Wie das Woodbadge heimgekommen ist

von Benedikt Reusch

Es ist das Jahr 1987. Es findet eine riesige Pfadikundgebung in Südafrika statt, bei der mehrere tausend Pfadfinder*innen versammelt sind. Chief Scout Garnet de la Hunt, der Vorsitzende der Pfadfinder*innen in Südafrika, steht auf einer Bühne und begrüßt einen Ehrengast und bittet ihn auf die Bühne. Mangosuthu Buthelezi steigt bedächtigen Schrittes die Treppen empor und geht auf Garnet de la Hunt zu. Buthelezi ist zu diesem Zeitpunkt der Ministerpräsident von KwaZulu, einem Autonomiegebiet der einheimischen Zulu in Südafrika. Als Buthelezi vor ihm steht, greift sich Garnet de la Hunt an sein Halstuch und nimmt von dort vier hölzerne Perlen ab – vier Woodbadge-Perlen – und übergibt diese feierlich Buthelezi.

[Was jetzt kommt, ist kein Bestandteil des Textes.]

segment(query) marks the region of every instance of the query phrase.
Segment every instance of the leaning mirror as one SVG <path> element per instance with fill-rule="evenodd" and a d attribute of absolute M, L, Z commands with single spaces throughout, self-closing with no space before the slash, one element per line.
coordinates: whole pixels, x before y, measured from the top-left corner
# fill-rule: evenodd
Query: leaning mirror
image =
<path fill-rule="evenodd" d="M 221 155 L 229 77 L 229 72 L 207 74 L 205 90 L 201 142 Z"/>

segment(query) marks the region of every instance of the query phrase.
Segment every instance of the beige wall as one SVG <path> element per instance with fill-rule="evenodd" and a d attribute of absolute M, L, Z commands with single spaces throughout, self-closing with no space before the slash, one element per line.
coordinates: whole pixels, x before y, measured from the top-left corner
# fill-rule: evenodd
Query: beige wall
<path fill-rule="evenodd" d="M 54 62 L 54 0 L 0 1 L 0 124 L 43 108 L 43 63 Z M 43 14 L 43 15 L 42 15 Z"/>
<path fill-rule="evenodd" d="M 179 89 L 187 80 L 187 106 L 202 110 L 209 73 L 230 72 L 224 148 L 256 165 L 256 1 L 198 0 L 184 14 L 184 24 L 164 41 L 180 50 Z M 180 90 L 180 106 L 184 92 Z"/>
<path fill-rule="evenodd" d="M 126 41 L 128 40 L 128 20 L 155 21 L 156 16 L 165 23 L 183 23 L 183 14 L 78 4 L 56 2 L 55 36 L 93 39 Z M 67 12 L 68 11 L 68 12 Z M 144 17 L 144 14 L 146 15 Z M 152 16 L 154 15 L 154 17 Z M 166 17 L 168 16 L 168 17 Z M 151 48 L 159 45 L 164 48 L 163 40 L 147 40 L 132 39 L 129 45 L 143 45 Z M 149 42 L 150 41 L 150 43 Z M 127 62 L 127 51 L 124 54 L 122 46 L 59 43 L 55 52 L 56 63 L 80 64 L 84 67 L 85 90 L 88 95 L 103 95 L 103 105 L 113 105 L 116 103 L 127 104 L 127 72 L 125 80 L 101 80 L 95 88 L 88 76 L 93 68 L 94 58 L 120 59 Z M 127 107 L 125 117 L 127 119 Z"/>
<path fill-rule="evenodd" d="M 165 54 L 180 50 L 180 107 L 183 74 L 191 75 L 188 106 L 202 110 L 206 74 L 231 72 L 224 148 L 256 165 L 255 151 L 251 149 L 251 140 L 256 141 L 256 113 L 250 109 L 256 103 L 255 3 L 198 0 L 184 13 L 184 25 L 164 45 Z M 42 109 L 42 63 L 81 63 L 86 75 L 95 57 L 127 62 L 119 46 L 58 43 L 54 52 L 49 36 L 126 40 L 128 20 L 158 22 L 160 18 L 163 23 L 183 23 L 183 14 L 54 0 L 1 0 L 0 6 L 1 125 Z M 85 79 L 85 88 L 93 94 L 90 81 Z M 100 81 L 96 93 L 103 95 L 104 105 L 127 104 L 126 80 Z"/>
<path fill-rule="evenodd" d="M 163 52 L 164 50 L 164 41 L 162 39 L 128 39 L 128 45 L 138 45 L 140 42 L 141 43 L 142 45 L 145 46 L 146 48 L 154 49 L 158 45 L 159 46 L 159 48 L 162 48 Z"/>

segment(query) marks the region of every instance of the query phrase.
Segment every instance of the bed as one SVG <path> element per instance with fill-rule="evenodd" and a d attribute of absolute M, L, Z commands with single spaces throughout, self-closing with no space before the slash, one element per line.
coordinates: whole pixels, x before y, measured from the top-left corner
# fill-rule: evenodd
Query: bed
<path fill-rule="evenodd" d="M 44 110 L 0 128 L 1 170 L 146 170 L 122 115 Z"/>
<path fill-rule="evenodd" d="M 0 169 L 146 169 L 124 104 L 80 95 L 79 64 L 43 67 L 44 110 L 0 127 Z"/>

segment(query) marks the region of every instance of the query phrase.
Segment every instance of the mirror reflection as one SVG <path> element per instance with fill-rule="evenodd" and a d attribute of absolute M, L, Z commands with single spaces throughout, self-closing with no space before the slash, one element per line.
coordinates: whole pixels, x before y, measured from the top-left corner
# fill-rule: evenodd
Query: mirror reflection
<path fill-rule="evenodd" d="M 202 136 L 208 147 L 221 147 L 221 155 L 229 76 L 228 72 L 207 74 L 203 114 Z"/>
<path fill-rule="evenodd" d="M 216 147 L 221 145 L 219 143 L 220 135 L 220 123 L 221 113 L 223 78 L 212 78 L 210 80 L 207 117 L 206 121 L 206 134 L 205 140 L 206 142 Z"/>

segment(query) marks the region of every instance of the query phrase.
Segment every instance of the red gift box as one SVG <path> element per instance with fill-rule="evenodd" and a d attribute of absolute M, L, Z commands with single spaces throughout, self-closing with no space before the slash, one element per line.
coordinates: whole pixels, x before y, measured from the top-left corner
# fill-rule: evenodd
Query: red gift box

Was soll das? Was hat das zu bedeuten? Warum sind Holzperlen ein angemessenes Geschenk? Freut sich jemand über ein bisschen Bastelkram? Wieviel VCP-Hessen-Klebebänder sind eine Holzperle im symbolischen Anerkennungstransfermarkt wert?

Woodbadge – was ist das?

Das Woodbadge besteht aus zwei oder mehr Holzperlen, einer Lederschnur und einem sogenannten Gilwell-Knoten. Es ist ein weltweites Zeichen der Pfadfinder*innenbewegung und wird von WOSM-Verbänden vergeben. WOSM hat eine eigene Woodbadge-Ordnung, in der geregelt ist wann und wofür das Woodbadge verliehen wird (das sogenannte Framework). Prinzipiell ist das Woodbadge ein Abzeichen, das man bekommt, wenn man einen Woodbadge-Kurs abgeschlossen hat, der eine*n dazu befähigen soll, Gruppen zu leiten und die Ideen der Pfadibewegung weiterzutragen. Im VCP ist das nicht so üblich, da wir in der Regel eigene Schulungs- und Fortbildungskonzepte haben. In internationalen Verbänden dagegen ist ein Woodbadge-Kurs teilweise Voraussetzung, um überhaupt eine Gruppe leiten zu dürfen oder um in höhere Leitungseben vorzudringen.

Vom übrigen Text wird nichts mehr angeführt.